Sparsity-Driven Parallel Imaging Consistency for Improved Self-Supervised MRI Reconstruction
This work addresses improved MRI reconstruction for medical imaging when fully-sampled data is unavailable, representing an incremental advance in self-supervised learning methods.
The paper tackled the problem of artifacts in self-supervised MRI reconstruction at high acceleration rates by proposing a novel training strategy with a consistency term in a sparse domain, resulting in reduced aliasing artifacts and noise amplification that outperformed state-of-the-art methods on fastMRI datasets.

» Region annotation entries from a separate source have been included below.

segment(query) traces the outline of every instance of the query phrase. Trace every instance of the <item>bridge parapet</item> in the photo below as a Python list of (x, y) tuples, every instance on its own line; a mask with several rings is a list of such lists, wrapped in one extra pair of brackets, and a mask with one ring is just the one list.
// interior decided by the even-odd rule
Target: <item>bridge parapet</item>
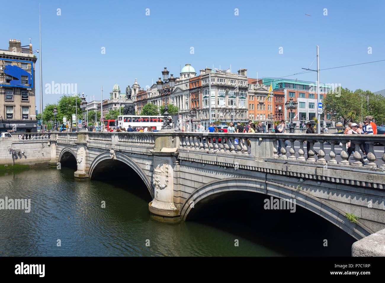
[[(377, 168), (377, 171), (383, 171), (385, 169), (385, 153), (381, 156), (376, 156), (373, 149), (373, 146), (377, 144), (385, 145), (385, 136), (380, 135), (336, 135), (317, 134), (233, 134), (228, 133), (194, 133), (182, 132), (178, 133), (179, 138), (179, 149), (181, 151), (193, 151), (215, 153), (217, 155), (227, 156), (229, 154), (239, 155), (251, 155), (258, 159), (273, 159), (286, 160), (307, 164), (316, 163), (325, 166), (331, 165), (341, 168), (346, 166), (365, 167)], [(249, 143), (247, 141), (249, 141)], [(224, 142), (222, 141), (225, 141)], [(289, 151), (290, 156), (286, 155), (285, 147), (281, 149), (281, 155), (278, 155), (277, 142), (280, 141), (284, 144), (286, 141), (290, 142)], [(298, 142), (299, 149), (298, 153), (299, 156), (295, 156), (297, 151), (295, 147), (295, 142)], [(316, 153), (314, 145), (320, 143), (320, 150), (318, 152), (318, 159), (316, 160), (314, 156)], [(348, 154), (347, 145), (350, 143), (355, 144), (356, 150), (353, 156), (355, 161), (350, 162), (348, 161)], [(367, 155), (368, 162), (363, 166), (360, 161), (361, 155), (359, 152), (359, 146), (364, 142), (368, 145), (369, 152)], [(308, 143), (310, 148), (308, 156), (305, 158), (304, 145)], [(341, 161), (337, 162), (335, 157), (337, 156), (336, 145), (341, 144), (340, 156)], [(325, 154), (324, 145), (330, 144), (329, 154)], [(382, 159), (382, 164), (378, 166), (374, 161), (377, 158)]]

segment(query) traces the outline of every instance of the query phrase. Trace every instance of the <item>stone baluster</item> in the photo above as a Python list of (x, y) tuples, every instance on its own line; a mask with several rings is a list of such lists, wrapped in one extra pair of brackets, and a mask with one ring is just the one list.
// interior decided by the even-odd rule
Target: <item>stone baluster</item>
[(226, 142), (225, 143), (223, 144), (223, 146), (224, 147), (224, 152), (230, 152), (230, 147), (229, 146), (229, 139), (227, 138), (226, 137), (224, 137), (223, 138), (223, 139), (222, 140), (222, 142), (223, 143), (224, 142), (225, 139), (226, 139)]
[(182, 135), (181, 136), (181, 138), (182, 139), (182, 147), (183, 148), (186, 148), (187, 147), (187, 145), (186, 144), (186, 135)]
[(234, 144), (234, 146), (236, 150), (236, 153), (242, 154), (243, 153), (243, 147), (241, 146), (241, 143), (238, 141), (238, 144), (235, 145), (235, 139), (236, 137), (231, 137), (231, 141)]
[(282, 144), (282, 146), (281, 148), (281, 153), (282, 154), (280, 156), (280, 159), (287, 159), (288, 157), (286, 156), (286, 149), (285, 148), (285, 142), (286, 141), (286, 139), (280, 138), (280, 140)]
[(300, 156), (297, 160), (301, 162), (305, 162), (306, 161), (306, 159), (303, 156), (305, 154), (305, 151), (303, 150), (303, 142), (305, 140), (298, 139), (298, 141), (300, 142), (300, 149), (298, 150), (298, 154)]
[[(276, 139), (274, 139), (273, 142), (273, 158), (277, 159), (279, 158), (279, 156), (277, 154), (278, 153), (278, 148), (277, 147), (277, 142), (278, 140)], [(245, 142), (247, 142), (246, 141), (246, 139), (245, 139)]]
[(186, 147), (187, 149), (189, 149), (191, 148), (191, 147), (190, 144), (190, 136), (188, 134), (186, 136)]
[[(249, 155), (249, 152), (248, 151), (249, 150), (248, 147), (247, 146), (247, 144), (246, 143), (246, 141), (245, 141), (244, 142), (243, 142), (242, 141), (242, 138), (241, 137), (237, 137), (238, 139), (238, 143), (241, 144), (243, 148), (243, 154)], [(251, 142), (251, 141), (250, 141)], [(255, 143), (256, 144), (256, 142)]]
[(219, 144), (219, 151), (221, 152), (224, 152), (224, 139), (226, 137), (224, 136), (222, 136), (218, 138), (219, 140), (219, 138), (221, 139), (221, 143)]
[(329, 156), (330, 157), (330, 160), (328, 161), (328, 164), (337, 164), (337, 161), (336, 160), (336, 151), (334, 148), (335, 146), (335, 141), (330, 141), (330, 152), (329, 154)]
[(219, 137), (218, 135), (216, 135), (215, 137), (215, 149), (218, 150), (219, 149)]
[(200, 136), (196, 136), (195, 137), (195, 149), (197, 150), (199, 150), (199, 139), (198, 137), (201, 138), (201, 140), (202, 141), (202, 137)]
[(205, 136), (201, 137), (201, 141), (199, 143), (199, 149), (201, 151), (204, 151), (204, 146), (206, 144), (206, 141), (207, 139), (205, 137)]
[(210, 139), (210, 149), (211, 151), (212, 151), (214, 150), (214, 137), (213, 136), (210, 136), (210, 137), (209, 138)]
[(350, 165), (350, 163), (348, 160), (348, 152), (346, 149), (346, 144), (348, 142), (346, 141), (341, 141), (341, 142), (342, 143), (342, 150), (341, 151), (340, 155), (341, 158), (342, 159), (342, 161), (340, 161), (339, 164), (340, 165), (343, 165), (343, 166)]
[[(365, 166), (365, 167), (377, 168), (377, 164), (374, 163), (374, 161), (376, 160), (376, 154), (373, 149), (373, 146), (374, 145), (374, 143), (375, 142), (372, 141), (366, 142), (366, 143), (369, 145), (369, 153), (366, 156), (370, 162)], [(356, 146), (356, 151), (358, 151), (360, 147), (358, 146)]]
[(382, 155), (382, 157), (381, 157), (381, 159), (382, 159), (382, 162), (384, 162), (384, 164), (381, 165), (381, 168), (382, 169), (385, 169), (385, 152)]
[(295, 148), (294, 147), (294, 142), (295, 141), (295, 140), (292, 139), (290, 140), (290, 149), (289, 150), (289, 152), (290, 154), (290, 156), (288, 157), (288, 159), (289, 160), (291, 160), (293, 161), (296, 161), (297, 160), (297, 157), (295, 157)]
[[(359, 144), (360, 142), (357, 141), (355, 143), (356, 144)], [(361, 156), (361, 153), (360, 153), (360, 151), (358, 150), (357, 150), (357, 147), (356, 147), (356, 150), (354, 151), (354, 153), (353, 154), (353, 157), (354, 157), (354, 159), (356, 161), (352, 164), (352, 166), (362, 166), (363, 165), (360, 161), (361, 159), (362, 158)]]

Physics-driven deep learning (PD-DL) models have proven to be a powerful approach for improved reconstruction of rapid MRI scans. In order to train these models in scenarios where fully-sampled reference data is unavailable, self-supervised learning has gained prominence. However, its application at high acceleration rates frequently introduces artifacts, compromising image fidelity. To mitigate this shortcoming, we propose a novel way to train PD-DL networks via carefully-designed perturbations. In particular, we enhance the k-space masking idea of conventional self-supervised learning with a novel consistency term that assesses the model's ability to accurately predict the added perturbations in a sparse domain, leading to more reliable and artifact-free reconstructions. The results obtained from the fastMRI knee and brain datasets show that the proposed training strategy effectively reduces aliasing artifacts and mitigates noise amplification at high acceleration rates, outperforming state-of-the-art self-supervised methods both visually and quantitatively.